Now that the leaves are returning to the trees, the squirrels are finding it easier to hide, so I have more time to think about my subject. Here I am being thoughtful:
I've been thinking about one of my favourite arguments:
But there's a problem. Imagine a sceptical cat came along (cats tend to be sceptical). The cat says to you "how do you know that it's time for your dinner?" I go through my argument using modus ponens. But the cat says, "fine: but how do you know that the conclusion is true if the premises are true?" I woof that modus ponens is valid. "But how do you know that?" I insist that if the premises are true the conclusion must be true, and that if this holds that form of argument is valid. This does hold, so the form of argument is valid.
"Aha", says the cat, "you've used modus ponens to justify modus ponens: if the conclusion is true when the premises are the argument is valid; the conclusion is true when the premises are, so the argument is valid. But I wanted to know whether modus ponens is an OK form of argument to use, so your justification does nothing to persuade me."

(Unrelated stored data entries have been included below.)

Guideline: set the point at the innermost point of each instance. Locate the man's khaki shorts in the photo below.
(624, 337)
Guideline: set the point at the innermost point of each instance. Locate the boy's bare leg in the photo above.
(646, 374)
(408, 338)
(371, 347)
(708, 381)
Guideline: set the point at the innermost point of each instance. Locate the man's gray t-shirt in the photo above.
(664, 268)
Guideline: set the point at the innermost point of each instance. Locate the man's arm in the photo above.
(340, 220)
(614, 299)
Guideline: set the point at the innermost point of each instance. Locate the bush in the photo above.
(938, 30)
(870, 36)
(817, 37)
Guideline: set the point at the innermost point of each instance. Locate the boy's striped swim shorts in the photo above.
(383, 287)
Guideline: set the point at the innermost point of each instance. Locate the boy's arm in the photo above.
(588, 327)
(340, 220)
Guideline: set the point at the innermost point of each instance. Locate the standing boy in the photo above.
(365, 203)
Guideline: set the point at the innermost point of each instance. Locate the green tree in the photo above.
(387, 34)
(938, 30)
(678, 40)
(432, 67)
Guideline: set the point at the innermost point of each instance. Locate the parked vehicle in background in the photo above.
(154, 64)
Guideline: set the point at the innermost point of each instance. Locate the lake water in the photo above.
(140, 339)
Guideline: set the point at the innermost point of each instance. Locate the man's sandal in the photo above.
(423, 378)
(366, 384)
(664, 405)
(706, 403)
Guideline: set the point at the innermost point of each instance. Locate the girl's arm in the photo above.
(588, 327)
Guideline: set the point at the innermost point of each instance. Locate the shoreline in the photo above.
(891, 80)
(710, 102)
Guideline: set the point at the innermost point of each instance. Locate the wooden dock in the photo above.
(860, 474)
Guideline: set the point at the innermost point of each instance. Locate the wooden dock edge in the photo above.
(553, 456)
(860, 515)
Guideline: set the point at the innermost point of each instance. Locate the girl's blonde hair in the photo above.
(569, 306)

Lewis Carroll, who wrote the Alice books, once told a story about a tortoise which is quite similar to mine about the cat. You can read it here. Myself, I don't think I can answer the cat, and I don't think that I need to. Using modus ponens to reason is just part of what it is to follow the rules for using the word 'if', accepting modus ponens goes hand in hand with understanding 'if'. And as I've said before, I don't think we need to provide a philosophical account of rule-following, for cats or for anything else.
One of my humans works as an equality and inclusion co-ordinator. She says that my blog is neither equal nor inclusive because I don't say much about non-humans. I think this is unfair. I say a lot about squirrels, ducks, and human philosophers. She says yes, but I talk about them, I don't allow them to speak for themselves. The male human is a bit of a lefty and says that I have a typical liberal colonialist attitude. I don't know what this is, but I don't think that I can eat it.

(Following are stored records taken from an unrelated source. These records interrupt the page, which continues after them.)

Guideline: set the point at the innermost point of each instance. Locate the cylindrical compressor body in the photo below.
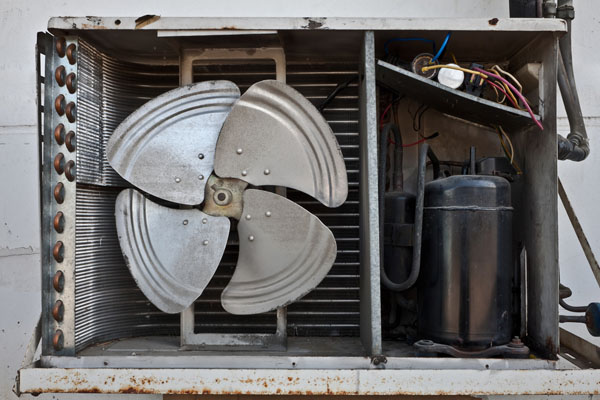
(465, 287)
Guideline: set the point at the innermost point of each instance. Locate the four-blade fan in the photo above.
(270, 136)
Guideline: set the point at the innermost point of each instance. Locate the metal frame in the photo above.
(272, 373)
(58, 306)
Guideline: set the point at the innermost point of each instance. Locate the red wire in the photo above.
(415, 143)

Anyway, they want me to put things right by hosting a guest post by some cats. Cats! This post is by Fritz and Erwin and has been sent across by Rachel.

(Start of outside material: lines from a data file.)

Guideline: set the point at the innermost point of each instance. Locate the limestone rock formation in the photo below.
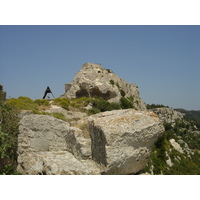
(47, 145)
(120, 143)
(122, 140)
(93, 80)
(168, 115)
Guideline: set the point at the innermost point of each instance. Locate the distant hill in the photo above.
(190, 114)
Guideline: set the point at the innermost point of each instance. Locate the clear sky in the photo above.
(164, 61)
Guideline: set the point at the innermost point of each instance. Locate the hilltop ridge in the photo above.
(93, 80)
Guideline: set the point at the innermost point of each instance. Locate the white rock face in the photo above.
(93, 80)
(176, 146)
(122, 140)
(120, 143)
(168, 115)
(49, 146)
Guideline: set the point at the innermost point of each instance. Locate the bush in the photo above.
(8, 138)
(122, 93)
(41, 102)
(112, 82)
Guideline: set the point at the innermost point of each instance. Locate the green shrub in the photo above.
(122, 93)
(41, 102)
(109, 70)
(112, 82)
(8, 138)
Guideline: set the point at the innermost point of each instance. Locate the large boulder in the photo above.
(122, 140)
(168, 115)
(93, 80)
(47, 145)
(118, 142)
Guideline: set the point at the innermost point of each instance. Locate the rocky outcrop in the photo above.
(93, 80)
(47, 145)
(168, 115)
(69, 115)
(120, 143)
(122, 140)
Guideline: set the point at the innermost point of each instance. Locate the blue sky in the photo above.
(164, 61)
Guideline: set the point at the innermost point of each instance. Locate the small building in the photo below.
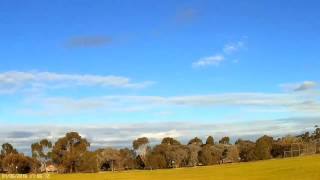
(51, 168)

We are Erwin and Fritz. We are a bonded feline pair, which is not quite the same as an entangled pair, but does mean that we’re not always sure where one of us ends and the other begins. Our humans reckon Erwin does most of the thinking, but it’s possible that they don’t understand how the connection between us works. Like one of our humans, we know a lot about quantum physics – in fact, we have two famous physicists named after us (Erwin and Fritz) – but that’s off topic for this blog.
Anyway, our physicist human doesn’t appreciate feline company while he works, so we spend more time with a theologian. We appreciate her company, and she seems to appreciate ours. She chases the things that she’s interested in (which appear to include footnotes, meanings and arguments); and we chase the things we’re interested in. There’s an old poem about this kind of feline-human working relationship, called ‘Pangur Ban’.
We like this poem because it points out something humans often seem to forget: that not every problem, or prey, matters equally to everybody. And it’s often interesting to ask why this particular problem (or prey) matters now, and to whom it matters.
It’s obvious to us that it’s really important to find, catch and destroy our toy mice. And real mice too, of course. Our humans seem to think our pursuit of toy mice (as well as moths, leaves, shadows, curtains, etc) is a silly game, and our pursuit of real mice is a very bad idea. But our theologian human also seems to think that some of the arguments other theologians pursue are like silly games (to be fair to her, she doesn’t say that much herself, because she gets tired of people making jokes about angels on pinheads) – and some are very bad ideas (you should hear her on the subject of premillennial dispensationalism, or dispensational premillenialism, whichever way round the pair goes).
Cats don’t find the variety of different human pursuits surprising, because we are creatures of habit and place. We suspect that habit and place – call it “context”, if you like – make a big difference to what problems matter to which humans. But humans tend not to notice this. Perhaps they should lift their heads from their own pursuits more often and take time to understand what other people, or even other species, are bothered about, and why. We cats stop and do this frequently – usually after the prey has got away, and while washing our faces.
We even have some thoughts about the “problem of evil”, which some humans are fond of pursuing, and which looks to us like a silly game. We’ve heard that at least one of Lola’s humans agrees with us.